Institute of Organismic and Molecular Evolution, Johannes Gutenberg University of Mainz, Mainz, Germany.
Department of Biomedical Science, University of Padova, Padova, Italy.
Brief Bioinform. 2020 Mar 23;21(2):458-472. doi: 10.1093/bib/bbz007.
There are multiple definitions for low complexity regions (LCRs) in protein sequences, with all of them broadly considering LCRs as regions with fewer amino acid types compared to an average composition. Following this view, LCRs can also be defined as regions showing composition bias. In this critical review, we focus on the definition of sequence complexity of LCRs and their connection with structure. We present statistics and methodological approaches that measure low complexity (LC) and related sequence properties. Composition bias is often associated with LC and disorder, but repeats, while compositionally biased, might also induce ordered structures. We illustrate this dichotomy, and more generally the overlaps between different properties related to LCRs, using examples. We argue that statistical measures alone cannot capture all structural aspects of LCRs and recommend the combined usage of a variety of predictive tools and measurements. While the methodologies available to study LCRs are already very advanced, we foresee that a more comprehensive annotation of sequences in the databases will enable the improvement of predictions and a better understanding of the evolution and the connection between structure and function of LCRs. This will require the use of standards for the generation and exchange of data describing all aspects of LCRs.

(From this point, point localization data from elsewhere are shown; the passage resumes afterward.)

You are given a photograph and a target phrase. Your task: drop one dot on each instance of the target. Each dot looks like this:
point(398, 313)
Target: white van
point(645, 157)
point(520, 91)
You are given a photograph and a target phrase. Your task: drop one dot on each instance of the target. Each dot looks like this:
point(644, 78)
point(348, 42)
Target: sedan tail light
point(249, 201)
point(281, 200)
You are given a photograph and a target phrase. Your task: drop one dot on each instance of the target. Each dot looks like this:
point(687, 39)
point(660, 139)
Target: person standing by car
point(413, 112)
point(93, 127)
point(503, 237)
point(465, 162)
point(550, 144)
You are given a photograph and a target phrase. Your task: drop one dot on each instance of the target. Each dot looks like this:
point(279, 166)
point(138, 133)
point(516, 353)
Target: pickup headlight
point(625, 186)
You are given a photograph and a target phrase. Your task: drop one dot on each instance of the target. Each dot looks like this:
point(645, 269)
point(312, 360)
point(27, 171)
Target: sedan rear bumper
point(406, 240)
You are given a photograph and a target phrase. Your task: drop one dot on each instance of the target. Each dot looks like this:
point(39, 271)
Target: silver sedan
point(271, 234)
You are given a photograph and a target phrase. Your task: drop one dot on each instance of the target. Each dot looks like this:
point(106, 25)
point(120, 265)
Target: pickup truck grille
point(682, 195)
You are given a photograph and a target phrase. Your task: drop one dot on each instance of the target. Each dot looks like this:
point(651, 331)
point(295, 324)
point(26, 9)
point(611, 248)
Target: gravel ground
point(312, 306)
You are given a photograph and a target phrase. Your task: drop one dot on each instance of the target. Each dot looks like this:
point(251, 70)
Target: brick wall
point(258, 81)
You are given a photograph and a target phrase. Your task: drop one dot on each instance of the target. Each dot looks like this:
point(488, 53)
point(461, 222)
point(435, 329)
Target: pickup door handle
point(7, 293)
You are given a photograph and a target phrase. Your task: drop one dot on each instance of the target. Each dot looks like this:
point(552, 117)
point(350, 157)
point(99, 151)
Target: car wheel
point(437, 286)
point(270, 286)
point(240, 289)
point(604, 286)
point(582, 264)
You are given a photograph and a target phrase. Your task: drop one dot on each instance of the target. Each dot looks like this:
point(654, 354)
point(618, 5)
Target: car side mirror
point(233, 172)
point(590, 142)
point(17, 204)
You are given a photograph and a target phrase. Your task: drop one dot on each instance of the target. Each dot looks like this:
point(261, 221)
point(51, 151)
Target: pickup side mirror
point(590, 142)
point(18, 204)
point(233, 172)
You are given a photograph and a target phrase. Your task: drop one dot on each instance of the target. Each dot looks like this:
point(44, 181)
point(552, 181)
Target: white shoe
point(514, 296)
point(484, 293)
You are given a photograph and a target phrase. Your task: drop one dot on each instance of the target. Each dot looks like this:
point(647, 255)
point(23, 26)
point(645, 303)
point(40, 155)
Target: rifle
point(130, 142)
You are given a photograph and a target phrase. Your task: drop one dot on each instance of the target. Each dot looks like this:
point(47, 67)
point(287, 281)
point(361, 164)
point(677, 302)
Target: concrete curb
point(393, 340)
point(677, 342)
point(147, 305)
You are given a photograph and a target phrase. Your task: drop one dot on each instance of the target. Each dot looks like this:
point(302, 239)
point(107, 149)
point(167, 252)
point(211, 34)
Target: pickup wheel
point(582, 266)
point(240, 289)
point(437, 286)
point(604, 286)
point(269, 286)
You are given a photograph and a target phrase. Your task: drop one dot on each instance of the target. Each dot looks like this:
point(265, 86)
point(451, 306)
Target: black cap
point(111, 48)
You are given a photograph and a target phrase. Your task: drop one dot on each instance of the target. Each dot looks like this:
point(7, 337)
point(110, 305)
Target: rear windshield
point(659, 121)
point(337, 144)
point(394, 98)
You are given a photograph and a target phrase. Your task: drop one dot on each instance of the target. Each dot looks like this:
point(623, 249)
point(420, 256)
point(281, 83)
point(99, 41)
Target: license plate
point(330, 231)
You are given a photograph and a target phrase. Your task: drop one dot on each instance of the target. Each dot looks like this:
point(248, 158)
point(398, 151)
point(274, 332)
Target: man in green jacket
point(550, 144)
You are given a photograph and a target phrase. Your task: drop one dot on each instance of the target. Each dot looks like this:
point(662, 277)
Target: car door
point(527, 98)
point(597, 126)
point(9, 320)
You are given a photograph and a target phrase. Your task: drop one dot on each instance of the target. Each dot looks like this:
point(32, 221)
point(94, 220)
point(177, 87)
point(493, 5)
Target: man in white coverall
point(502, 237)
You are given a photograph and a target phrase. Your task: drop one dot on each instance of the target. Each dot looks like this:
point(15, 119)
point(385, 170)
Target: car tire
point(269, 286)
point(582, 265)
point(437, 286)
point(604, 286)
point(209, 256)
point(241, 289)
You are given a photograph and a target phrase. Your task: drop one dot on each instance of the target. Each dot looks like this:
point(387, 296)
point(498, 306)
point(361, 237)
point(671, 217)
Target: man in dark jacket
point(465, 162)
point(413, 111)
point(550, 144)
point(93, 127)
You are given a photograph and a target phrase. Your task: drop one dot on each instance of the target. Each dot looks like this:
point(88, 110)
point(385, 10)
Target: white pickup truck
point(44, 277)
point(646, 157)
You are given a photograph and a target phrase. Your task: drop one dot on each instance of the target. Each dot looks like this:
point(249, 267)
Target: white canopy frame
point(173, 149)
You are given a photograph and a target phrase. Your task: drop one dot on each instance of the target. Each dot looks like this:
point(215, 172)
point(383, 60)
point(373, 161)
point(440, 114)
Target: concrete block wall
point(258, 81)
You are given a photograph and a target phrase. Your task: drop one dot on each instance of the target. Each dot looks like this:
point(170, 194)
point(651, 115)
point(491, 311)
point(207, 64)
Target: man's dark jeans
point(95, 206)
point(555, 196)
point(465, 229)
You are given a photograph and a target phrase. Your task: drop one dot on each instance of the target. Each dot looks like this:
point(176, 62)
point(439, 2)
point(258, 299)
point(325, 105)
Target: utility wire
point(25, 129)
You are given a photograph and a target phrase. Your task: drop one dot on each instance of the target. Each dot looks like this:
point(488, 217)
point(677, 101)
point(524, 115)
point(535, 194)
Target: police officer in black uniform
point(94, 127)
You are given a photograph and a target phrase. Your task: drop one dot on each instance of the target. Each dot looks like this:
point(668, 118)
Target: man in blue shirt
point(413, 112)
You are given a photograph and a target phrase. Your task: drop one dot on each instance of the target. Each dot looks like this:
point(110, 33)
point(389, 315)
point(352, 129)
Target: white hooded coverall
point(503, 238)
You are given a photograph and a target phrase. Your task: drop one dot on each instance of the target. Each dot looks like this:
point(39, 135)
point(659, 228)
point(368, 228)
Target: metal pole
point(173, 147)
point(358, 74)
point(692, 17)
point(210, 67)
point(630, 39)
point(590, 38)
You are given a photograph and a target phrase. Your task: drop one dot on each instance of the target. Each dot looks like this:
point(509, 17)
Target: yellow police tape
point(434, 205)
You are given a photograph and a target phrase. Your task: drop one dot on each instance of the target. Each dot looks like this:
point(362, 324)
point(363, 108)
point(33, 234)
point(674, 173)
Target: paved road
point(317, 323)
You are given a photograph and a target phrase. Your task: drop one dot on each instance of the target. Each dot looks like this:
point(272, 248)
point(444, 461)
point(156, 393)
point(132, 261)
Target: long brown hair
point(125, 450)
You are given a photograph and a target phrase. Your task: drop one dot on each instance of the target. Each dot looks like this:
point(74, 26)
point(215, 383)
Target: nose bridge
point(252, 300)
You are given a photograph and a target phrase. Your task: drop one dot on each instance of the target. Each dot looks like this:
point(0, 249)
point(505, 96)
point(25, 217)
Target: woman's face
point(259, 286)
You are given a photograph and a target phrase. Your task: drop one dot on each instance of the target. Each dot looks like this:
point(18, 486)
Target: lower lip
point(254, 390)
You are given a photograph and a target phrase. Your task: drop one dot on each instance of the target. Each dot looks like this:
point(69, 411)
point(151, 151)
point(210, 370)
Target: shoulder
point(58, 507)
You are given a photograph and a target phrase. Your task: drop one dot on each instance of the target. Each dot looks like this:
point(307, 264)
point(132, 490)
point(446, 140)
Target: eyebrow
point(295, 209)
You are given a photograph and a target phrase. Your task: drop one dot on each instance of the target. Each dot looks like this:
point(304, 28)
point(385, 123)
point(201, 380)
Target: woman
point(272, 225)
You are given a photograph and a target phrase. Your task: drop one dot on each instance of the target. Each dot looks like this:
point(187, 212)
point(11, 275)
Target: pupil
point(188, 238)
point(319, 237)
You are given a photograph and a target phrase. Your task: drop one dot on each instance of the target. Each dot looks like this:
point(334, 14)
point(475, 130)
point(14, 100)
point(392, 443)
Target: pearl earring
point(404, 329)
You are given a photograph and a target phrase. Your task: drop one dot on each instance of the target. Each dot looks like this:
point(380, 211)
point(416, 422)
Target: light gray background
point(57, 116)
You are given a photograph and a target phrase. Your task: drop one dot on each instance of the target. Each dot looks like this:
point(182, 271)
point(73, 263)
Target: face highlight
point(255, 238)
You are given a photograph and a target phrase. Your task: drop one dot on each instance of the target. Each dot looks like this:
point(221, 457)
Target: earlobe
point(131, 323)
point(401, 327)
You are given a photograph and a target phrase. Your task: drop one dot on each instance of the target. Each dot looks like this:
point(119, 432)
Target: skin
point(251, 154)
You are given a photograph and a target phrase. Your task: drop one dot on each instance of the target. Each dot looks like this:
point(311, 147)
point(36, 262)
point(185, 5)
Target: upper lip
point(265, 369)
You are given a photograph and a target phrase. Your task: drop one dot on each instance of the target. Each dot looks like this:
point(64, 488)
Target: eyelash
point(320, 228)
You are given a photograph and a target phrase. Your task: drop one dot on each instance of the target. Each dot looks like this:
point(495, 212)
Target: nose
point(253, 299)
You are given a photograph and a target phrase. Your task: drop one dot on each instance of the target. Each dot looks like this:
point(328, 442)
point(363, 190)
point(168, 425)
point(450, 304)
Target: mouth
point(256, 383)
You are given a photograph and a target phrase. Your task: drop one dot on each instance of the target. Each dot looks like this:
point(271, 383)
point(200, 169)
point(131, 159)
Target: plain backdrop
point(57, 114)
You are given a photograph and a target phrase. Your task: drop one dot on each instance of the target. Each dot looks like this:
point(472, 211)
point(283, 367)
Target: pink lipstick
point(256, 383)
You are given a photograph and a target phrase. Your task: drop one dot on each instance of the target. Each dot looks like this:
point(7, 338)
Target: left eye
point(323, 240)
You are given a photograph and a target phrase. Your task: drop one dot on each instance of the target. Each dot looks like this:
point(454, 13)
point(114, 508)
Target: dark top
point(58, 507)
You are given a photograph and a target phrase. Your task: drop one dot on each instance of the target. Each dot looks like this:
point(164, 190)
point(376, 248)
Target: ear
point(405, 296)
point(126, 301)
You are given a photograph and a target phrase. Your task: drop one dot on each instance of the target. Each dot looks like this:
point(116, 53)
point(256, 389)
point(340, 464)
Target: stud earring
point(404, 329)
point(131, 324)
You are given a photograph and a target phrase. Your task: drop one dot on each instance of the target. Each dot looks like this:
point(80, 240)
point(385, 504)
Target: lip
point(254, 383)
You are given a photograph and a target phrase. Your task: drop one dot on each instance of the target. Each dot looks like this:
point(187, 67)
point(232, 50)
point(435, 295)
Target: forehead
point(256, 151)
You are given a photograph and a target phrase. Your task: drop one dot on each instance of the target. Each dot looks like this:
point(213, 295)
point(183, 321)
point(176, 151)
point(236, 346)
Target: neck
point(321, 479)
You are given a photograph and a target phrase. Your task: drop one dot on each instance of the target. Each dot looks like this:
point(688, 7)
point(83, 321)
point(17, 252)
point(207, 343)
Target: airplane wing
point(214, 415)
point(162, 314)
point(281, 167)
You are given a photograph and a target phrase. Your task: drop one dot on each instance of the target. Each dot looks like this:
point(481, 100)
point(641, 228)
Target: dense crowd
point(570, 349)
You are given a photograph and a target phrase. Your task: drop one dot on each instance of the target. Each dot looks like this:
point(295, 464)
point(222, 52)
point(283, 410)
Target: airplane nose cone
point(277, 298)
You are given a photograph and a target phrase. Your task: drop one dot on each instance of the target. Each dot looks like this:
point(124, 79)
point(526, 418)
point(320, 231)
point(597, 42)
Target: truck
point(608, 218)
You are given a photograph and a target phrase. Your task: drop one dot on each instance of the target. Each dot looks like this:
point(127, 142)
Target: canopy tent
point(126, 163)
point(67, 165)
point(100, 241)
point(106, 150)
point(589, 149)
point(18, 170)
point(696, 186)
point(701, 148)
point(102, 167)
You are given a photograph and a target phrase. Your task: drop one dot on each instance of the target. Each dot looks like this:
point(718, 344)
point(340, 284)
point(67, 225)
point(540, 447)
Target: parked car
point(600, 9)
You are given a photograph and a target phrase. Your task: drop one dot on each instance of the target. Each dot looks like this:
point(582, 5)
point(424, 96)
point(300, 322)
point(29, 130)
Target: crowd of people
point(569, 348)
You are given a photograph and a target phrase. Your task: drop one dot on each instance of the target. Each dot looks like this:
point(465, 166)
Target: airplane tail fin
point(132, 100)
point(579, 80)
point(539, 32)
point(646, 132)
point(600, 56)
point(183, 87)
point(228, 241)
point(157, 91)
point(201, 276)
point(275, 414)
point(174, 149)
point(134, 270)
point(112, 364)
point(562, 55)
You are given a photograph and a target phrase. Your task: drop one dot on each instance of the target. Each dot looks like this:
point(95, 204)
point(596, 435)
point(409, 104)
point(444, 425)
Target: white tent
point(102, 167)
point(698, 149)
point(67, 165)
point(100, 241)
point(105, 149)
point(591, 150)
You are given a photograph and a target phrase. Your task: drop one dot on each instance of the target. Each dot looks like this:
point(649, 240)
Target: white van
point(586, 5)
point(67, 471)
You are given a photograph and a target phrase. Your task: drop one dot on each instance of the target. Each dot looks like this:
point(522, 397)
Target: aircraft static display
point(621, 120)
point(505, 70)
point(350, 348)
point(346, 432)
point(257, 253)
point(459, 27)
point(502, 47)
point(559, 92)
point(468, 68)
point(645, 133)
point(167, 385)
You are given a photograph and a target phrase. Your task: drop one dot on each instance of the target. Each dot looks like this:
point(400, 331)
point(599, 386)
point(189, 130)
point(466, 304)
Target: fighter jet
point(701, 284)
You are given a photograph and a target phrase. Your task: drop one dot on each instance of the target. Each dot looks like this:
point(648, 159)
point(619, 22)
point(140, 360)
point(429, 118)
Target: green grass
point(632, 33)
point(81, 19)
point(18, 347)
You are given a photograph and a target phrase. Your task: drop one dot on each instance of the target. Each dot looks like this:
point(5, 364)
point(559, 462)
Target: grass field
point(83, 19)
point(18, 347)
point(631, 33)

There are multiple definitions for low complexity regions (LCRs) in protein sequences. In this critical review, we focus on the definition of sequence complexity of LCRs and their connection with structure. We present statistics and methodological approaches that measure low complexity (LC) and related sequence properties. Composition bias is often associated with LC and disorder, but repeats, while compositionally biased, might also induce ordered structures. We illustrate this dichotomy, plus overlaps between different properties related to LCRs, using examples.
蛋白质序列中有多种低复杂度区域 (LCR) 的定义,所有这些定义都广泛地将 LCR 视为与平均组成相比氨基酸类型较少的区域。按照这种观点,LCR 也可以定义为表现出组成偏向的区域。在这篇评论中,我们专注于 LCR 序列复杂度的定义及其与结构的联系。我们提出了衡量低复杂度 (LC) 和相关序列特性的统计和方法学方法。组成偏向通常与 LC 和无序相关,但重复序列虽然组成上偏向,但也可能诱导有序结构。我们用例子来说明这种二分法,以及更普遍地说明与 LCR 相关的不同特性之间的重叠。我们认为,单独的统计测量方法无法捕捉到 LCR 的所有结构方面,并建议结合使用各种预测工具和测量方法。虽然研究 LCR 的方法已经非常先进,但我们预计数据库中序列的更全面注释将能够改进预测,并更好地理解 LCR 的进化以及结构与功能之间的联系。这将需要使用生成和交换描述 LCR 所有方面的数据的标准。